すかさずコンラッドがノウンの頭の上に乗りながら質問する。

『オリヴィアの魔力は高いからの、イフリートとワシに分けても十分余るくらいだ。』

「ヴィクトール卿はどうなってしまうの?」

『うむ。それがの、ちょっと手を貸して欲しいのじゃ。ルビィには話してあるがヴィクトールは誰かに乗っ取られている時間があっての、ワシでは手が出せん。』

「「乗っ取り?!」」

私とコンラッドは同時に驚きの声をあげてしまう。ノウンは驚いたのか目を丸く開いて知らなかったのか?と不思議がっている。

『あの、女が一緒にいる時はヴィクトールの意識は薄まっている様じゃ。記憶もあるし、意思もあるようだがな。ヴィクトールはもともと、弱虫で泣き虫じゃ。優しく穏やかな人間だったのじゃ。』

「思い当たる節はあるけど…」

執務室や森で出会った彼は、穏やかというかちゃんとした人だった。リヴとして会う時は確かに人が変わった様な印象を受けた。

「事情は分かったが、だったら何故オリヴィアを手放さないんだ?さっさと俺に返せばいいだろう。」

『一つは、ヴィクトールがオリヴィアに惹かれていること。

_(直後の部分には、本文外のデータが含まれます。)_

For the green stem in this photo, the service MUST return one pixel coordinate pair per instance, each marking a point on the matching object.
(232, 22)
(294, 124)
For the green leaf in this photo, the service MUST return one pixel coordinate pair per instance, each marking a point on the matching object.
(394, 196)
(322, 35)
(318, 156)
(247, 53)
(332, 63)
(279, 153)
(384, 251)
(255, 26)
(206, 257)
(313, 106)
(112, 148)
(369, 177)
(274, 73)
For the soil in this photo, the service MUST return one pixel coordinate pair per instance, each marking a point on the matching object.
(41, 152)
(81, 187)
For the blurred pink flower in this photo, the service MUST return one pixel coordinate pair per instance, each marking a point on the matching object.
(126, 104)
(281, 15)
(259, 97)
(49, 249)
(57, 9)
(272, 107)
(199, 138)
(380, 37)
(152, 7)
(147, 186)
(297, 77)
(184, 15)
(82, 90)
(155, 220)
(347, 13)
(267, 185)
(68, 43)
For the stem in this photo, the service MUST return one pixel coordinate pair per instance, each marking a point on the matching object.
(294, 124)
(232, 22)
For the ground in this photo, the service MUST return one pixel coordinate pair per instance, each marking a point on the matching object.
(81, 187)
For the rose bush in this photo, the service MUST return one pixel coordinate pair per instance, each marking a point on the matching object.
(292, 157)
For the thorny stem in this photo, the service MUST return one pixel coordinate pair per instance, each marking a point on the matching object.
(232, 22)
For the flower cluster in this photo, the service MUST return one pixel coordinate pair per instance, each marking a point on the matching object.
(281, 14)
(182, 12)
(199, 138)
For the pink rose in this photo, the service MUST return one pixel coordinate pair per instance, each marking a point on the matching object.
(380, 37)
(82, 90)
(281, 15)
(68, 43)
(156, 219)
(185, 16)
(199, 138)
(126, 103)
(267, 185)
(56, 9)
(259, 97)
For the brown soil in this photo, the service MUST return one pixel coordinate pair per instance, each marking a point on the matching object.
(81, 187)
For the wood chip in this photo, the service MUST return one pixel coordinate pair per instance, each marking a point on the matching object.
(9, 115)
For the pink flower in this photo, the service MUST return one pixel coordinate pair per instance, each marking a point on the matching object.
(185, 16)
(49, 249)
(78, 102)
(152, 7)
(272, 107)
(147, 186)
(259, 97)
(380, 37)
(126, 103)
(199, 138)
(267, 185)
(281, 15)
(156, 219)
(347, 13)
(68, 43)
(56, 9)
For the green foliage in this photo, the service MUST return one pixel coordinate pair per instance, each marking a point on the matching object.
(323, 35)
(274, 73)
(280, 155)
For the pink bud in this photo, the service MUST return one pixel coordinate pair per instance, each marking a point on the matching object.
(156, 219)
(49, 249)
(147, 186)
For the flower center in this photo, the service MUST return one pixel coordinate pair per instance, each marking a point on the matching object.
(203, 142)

もう一つはあの女がオリヴィアに執着していることが原因だろう。「オリヴィアが退場するのはまだ早いのよ!」と言っていたからな。』

「アリーナと、話したの?いつの間に…」

『はっはっは!!そうか、言ってなかったか!!』

愉快そうに笑うとノウンが再び緑色に光る。パチリと瞬きをした瞬間に目の前にいた少年は消え、見慣れた大人の男性が現れた。

「ア!!アルフ!??」

『ワシだって指を咥えて見ていたわけではないぞ何とかあの女がそばにいない時はヴィクトールが正気に戻れる様に手助けをしていたのだ!』

ノウンの口調でアルフが喋るとものすごい違和感があった。それにしても…

「ヴィクトール卿が私に惹かれているって言うのはないと思うんだけど…」

『憎しみもまた愛じゃ。操られておる間に感情が逆転しておるのだろう。全く関わりがないのにあそこまで憎まれるなんておかしいじゃろて。リヴには素直に興味を示しておるからの』

「助けてはやるが、オリヴィアは返してもらう。それで良いか?」

『それはワシが決めることではない。誰と一緒にいたいかは、オリヴィアが決めることじゃろ?』

優しい緑の瞳がゆらりと寂しそうに揺れた。
きっと、幼い頃から見守ってきたヴィクトール卿の事を思っているのだろう。正直彼の事は分からないが、ノウンの力にはなりたいと思った。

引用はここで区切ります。